Question Answering Module Leveraging Heterogeneous Datasets

Abinaya Govindan; Gyan Ranjan; Amit Verma; Abinaya Govindan; Gyan Ranjan; Amit Verma

doi:10.5121/ijnlc.2021.10601

Volume 10, Number 6

Question Answering Module Leveraging Heterogeneous Datasets

Authors

Abinaya Govindan, Gyan Ranjan and Amit Verma, Neuron7.ai, USA

Abstract

Question Answering has been a well-researched NLP area over recent years. It has become necessary for users to be able to query through the variety of information available - be it structured or unstructured.
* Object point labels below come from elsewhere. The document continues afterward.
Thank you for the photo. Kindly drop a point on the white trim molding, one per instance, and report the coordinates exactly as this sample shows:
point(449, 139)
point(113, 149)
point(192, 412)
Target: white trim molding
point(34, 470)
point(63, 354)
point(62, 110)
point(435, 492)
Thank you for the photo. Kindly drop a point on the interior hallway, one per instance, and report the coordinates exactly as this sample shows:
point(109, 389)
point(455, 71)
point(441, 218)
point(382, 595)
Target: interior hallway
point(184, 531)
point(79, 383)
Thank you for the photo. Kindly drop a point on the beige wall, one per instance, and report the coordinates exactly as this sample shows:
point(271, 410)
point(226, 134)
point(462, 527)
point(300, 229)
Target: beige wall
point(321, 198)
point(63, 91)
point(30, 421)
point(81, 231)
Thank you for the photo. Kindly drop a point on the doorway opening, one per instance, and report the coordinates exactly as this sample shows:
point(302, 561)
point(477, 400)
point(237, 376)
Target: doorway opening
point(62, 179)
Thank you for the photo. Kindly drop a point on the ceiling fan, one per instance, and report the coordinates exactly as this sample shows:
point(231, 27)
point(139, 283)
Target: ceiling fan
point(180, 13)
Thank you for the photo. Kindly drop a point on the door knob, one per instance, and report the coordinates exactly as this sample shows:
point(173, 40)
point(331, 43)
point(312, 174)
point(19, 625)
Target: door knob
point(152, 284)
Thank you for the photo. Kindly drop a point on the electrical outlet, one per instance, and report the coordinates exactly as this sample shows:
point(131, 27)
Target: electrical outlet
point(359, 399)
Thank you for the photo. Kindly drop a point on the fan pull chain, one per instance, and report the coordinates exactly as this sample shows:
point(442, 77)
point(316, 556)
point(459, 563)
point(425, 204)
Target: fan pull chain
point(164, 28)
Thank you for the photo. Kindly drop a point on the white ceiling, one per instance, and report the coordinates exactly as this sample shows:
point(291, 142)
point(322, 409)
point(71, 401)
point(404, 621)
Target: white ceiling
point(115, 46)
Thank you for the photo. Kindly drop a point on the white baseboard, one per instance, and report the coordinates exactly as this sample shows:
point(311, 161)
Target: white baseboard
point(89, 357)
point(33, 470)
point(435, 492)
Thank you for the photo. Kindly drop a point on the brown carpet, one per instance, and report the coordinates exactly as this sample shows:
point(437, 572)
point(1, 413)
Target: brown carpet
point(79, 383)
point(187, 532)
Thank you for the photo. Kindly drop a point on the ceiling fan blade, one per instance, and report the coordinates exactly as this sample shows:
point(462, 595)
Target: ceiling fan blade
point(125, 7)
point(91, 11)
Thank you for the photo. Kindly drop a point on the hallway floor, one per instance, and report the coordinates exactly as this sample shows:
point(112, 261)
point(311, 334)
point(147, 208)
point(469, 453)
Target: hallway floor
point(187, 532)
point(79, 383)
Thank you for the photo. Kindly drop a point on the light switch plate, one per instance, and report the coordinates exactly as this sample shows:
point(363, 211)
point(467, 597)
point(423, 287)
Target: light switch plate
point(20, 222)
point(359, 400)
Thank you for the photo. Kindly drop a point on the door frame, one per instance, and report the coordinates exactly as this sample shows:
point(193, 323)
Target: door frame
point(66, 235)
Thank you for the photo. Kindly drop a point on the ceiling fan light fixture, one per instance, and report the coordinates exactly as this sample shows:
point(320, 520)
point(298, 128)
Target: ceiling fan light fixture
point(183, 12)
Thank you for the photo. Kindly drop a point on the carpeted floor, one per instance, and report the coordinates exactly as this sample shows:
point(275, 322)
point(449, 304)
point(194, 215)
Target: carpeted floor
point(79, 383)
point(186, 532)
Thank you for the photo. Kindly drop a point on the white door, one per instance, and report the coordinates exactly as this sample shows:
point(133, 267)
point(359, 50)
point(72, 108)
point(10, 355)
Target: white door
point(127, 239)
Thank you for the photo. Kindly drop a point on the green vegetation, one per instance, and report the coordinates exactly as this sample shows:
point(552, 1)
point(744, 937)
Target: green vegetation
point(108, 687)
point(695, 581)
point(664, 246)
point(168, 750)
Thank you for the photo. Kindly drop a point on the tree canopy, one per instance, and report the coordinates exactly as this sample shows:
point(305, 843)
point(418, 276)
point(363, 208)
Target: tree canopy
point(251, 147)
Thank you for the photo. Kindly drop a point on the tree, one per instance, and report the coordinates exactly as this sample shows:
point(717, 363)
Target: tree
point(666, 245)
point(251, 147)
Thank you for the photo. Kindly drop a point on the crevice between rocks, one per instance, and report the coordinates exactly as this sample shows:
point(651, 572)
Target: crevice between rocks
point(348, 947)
In this paper, we propose a Question Answering module which a) can consume a variety of data formats - a heterogeneous data pipeline, which ingests data from product manuals, technical data forums, internal discussion forums, groups, etc. b) addresses practical challenges faced in real-life situations by pointing to the exact segment of the manual or chat threads which can solve a user query c) provides segments of texts when deemed relevant, based on user query and business context. Our solution provides a comprehensive and detailed pipeline that is composed of elaborate data ingestion, data parsing, indexing, and querying modules. Our solution is capable of handling a plethora of data sources such as text, images, tables, community forums, and flow charts. Our studies performed on a variety of business-specific datasets represent the necessity of custom pipelines like the proposed one to solve several real-world document question-answering.

Keywords

Machine comprehension, document parser, question answering, information retrieval, heterogeneous data.